Expose the proximal EDL tendon by carefully pulling the EDL towards the knee. Then cut the proximal tendon with scissors. Incubate the EDL muscles in the reaction tube at 37 degrees Celsius in a circulating water bath.
Stop the digestion when muscles loosen up and single mile fibers are visible. Working under a sterile binocular microscope equipped with a heating plate flushed the muscles with warm isolation medium using the large bore pipette. Dissociate the muscles with the large bore pipette until the desired number of myofibers are floating freely in the solution.
To wash the debris, use the small bore glass pipette to transfer non-contracted myofibers to the second well filled with isolation medium. Then transfer 50 to 100 non-contracted myofibers to one well of a 24 well plate filled with myofiber culture medium. Incubate the myofibers at 37 degrees Celsius and 5%carbon dioxide for 72 to 96 hours.
Transfect myofiber associated muscle stem cells four hours after myofiber isolation. Combine 25 microliters of Opti-MEM with the respective volume of siRNA with 25 microliters Opti-MEM containing 1.5 microliters of transfection reagent. Incubate the reaction mix for five minutes and add it to the cells in the 24 well plate.

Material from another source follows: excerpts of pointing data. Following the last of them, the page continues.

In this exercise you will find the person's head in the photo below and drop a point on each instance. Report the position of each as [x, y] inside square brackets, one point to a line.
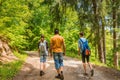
[81, 34]
[56, 31]
[42, 37]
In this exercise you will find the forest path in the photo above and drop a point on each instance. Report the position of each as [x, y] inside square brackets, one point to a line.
[73, 70]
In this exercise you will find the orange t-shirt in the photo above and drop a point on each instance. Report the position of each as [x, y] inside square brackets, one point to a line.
[57, 42]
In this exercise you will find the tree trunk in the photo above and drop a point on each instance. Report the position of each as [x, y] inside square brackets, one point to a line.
[96, 21]
[114, 34]
[103, 40]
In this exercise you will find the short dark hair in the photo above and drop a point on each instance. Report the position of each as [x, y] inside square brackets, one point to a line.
[42, 36]
[56, 31]
[81, 34]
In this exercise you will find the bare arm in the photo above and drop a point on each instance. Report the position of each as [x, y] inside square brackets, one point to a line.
[64, 48]
[78, 51]
[51, 48]
[38, 52]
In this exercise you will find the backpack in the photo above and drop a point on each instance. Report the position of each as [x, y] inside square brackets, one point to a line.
[84, 47]
[43, 47]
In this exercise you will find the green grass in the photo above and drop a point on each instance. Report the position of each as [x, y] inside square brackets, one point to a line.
[9, 70]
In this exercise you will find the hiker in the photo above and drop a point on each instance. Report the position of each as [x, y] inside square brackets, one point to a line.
[84, 49]
[57, 49]
[43, 52]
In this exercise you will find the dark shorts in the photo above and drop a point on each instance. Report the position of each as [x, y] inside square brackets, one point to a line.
[43, 58]
[85, 57]
[58, 59]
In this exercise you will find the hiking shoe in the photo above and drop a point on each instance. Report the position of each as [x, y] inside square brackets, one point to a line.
[61, 76]
[58, 76]
[85, 74]
[41, 73]
[92, 72]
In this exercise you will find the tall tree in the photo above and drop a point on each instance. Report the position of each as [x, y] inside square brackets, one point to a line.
[114, 11]
[97, 31]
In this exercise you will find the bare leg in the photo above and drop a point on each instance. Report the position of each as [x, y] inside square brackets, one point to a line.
[44, 66]
[90, 66]
[41, 66]
[84, 65]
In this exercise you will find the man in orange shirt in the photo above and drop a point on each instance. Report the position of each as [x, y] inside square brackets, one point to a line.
[57, 47]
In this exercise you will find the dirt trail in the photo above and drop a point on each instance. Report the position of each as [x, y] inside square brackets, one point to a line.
[73, 70]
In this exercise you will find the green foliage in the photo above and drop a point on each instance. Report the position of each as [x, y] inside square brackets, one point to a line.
[9, 70]
[23, 21]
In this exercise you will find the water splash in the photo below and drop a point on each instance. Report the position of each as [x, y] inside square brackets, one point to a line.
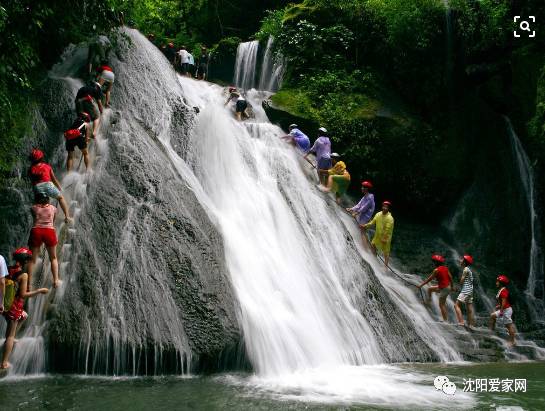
[535, 284]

Then incubate the plate at 37 degrees Celsius for the respect of time. Only critical steps of the immunofluorescent staining protocol are demonstrated here. Carefully, discard the myofiber culture medium while leaving some solution in the well.

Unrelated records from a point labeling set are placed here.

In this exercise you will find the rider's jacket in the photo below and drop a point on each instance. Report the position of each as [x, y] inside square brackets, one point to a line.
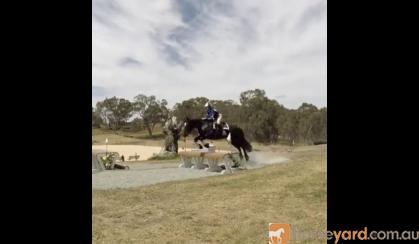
[212, 114]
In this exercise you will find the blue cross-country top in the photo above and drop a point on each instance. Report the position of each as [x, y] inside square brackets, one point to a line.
[212, 114]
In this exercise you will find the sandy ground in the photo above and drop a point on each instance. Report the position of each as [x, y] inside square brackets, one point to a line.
[145, 152]
[141, 174]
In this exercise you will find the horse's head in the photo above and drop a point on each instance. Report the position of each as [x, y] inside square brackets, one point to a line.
[186, 127]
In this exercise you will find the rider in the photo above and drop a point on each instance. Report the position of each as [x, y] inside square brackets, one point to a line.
[213, 115]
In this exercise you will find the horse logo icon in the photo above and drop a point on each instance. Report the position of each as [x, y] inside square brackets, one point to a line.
[279, 233]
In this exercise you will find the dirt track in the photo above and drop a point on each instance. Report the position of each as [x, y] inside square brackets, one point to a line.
[141, 174]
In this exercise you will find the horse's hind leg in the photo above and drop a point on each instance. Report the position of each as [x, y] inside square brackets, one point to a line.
[245, 155]
[196, 142]
[240, 152]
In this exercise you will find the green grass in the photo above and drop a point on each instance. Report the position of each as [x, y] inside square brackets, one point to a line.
[222, 209]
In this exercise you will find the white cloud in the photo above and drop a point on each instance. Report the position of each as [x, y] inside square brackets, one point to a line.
[187, 48]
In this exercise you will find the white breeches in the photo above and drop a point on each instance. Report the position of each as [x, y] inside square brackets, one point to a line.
[219, 118]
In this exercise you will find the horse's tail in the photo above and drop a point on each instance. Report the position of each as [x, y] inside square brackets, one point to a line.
[241, 139]
[246, 145]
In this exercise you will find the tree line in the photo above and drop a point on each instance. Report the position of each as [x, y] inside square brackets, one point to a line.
[263, 119]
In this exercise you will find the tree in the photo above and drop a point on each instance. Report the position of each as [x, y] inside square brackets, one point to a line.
[259, 115]
[115, 111]
[96, 119]
[151, 110]
[192, 108]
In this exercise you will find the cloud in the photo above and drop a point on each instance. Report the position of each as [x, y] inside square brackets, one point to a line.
[129, 62]
[188, 48]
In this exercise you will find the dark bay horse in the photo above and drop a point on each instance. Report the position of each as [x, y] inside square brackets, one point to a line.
[232, 134]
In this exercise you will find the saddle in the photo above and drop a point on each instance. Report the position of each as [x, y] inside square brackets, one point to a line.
[220, 129]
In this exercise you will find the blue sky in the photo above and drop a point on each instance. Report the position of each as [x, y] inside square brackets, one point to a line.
[181, 49]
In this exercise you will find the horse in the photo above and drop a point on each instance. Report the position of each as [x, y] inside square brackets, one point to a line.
[232, 134]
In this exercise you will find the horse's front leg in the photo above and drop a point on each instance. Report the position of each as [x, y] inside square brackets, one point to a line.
[200, 143]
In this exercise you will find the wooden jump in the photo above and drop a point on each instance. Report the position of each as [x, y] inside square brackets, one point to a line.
[195, 159]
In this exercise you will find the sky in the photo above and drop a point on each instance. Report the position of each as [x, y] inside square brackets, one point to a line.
[181, 49]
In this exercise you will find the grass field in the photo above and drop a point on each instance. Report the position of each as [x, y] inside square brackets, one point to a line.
[142, 138]
[222, 209]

Add 500 microliters of 2%paraformaldehyde to fix the myofibers with their adjacent muscle stem cells. Incubate the plate for five minutes at room temperature. Remove the supernatant carefully and wash the myofibers three times with PBS.
Cover the plate with tinfoil during incubation steps after the incubation with secondary antibodies. Use a hydrophobic pen to draw a circle on a microscopic glass slide. Then transfer the myofibers in the smallest volume possible to the slide and disperse them.
Remove the residual liquid with the small bore pasteur pipette or a 200 microliter pipette. Use two drops of aqueous mounting medium and cover the myofibers with a cover slip. Then allow the slides to dry and store them at four degrees celsius in the dark followed by microscopic analysis.
This protocol demonstrates derivation and culture of single myofibers from murine EDL muscles. Immunofluorescent staining for Pax7 was used to identify nuclei of muscle stem cells. The magnified area exposes the myofiber with its adjacent muscle stem cell and demonstrates the PAX7 immunofluorescence signal in the nucleus of a muscle stem cell.
Muscle stem cells myogenic progression can be analyzed by marker expression. Presence of Pax7 and absence of MyoD expression is associated with quiescent muscle stem cells of freshly isolated myofibers. MyoD expression can be observed in proliferating muscle stem cells.
After 72 hours, muscle stem cells form clusters of progenies with different myogenic states, which is paralleled by expression of different myogenic markers. Pax7 only cells are self-renewing stem cells. Pax7 and MyoD double positive cells are proliferating.
Whereas myo D only cells are differentiating cells. The siRNA transfection of muscle stem cells showed accumulation of cytoplasmic siRNA in a granular fashion indicating efficient uptake. Quantification of transfected Pax7 positive cells per myofiber revealed that the number of transfected cells increased up to 74%after 30 hours with no adverse effect on muscle stem cell numbers.
When attempting this protocol, it is of utmost importance to carefully dissect the EDL without causing any damage. In addition to siRNA transfection, the analysis of transgenic animals or the incubation with recombinant proteins is possible for further functional analyses of muscle stem cells on their adjacent myofibers.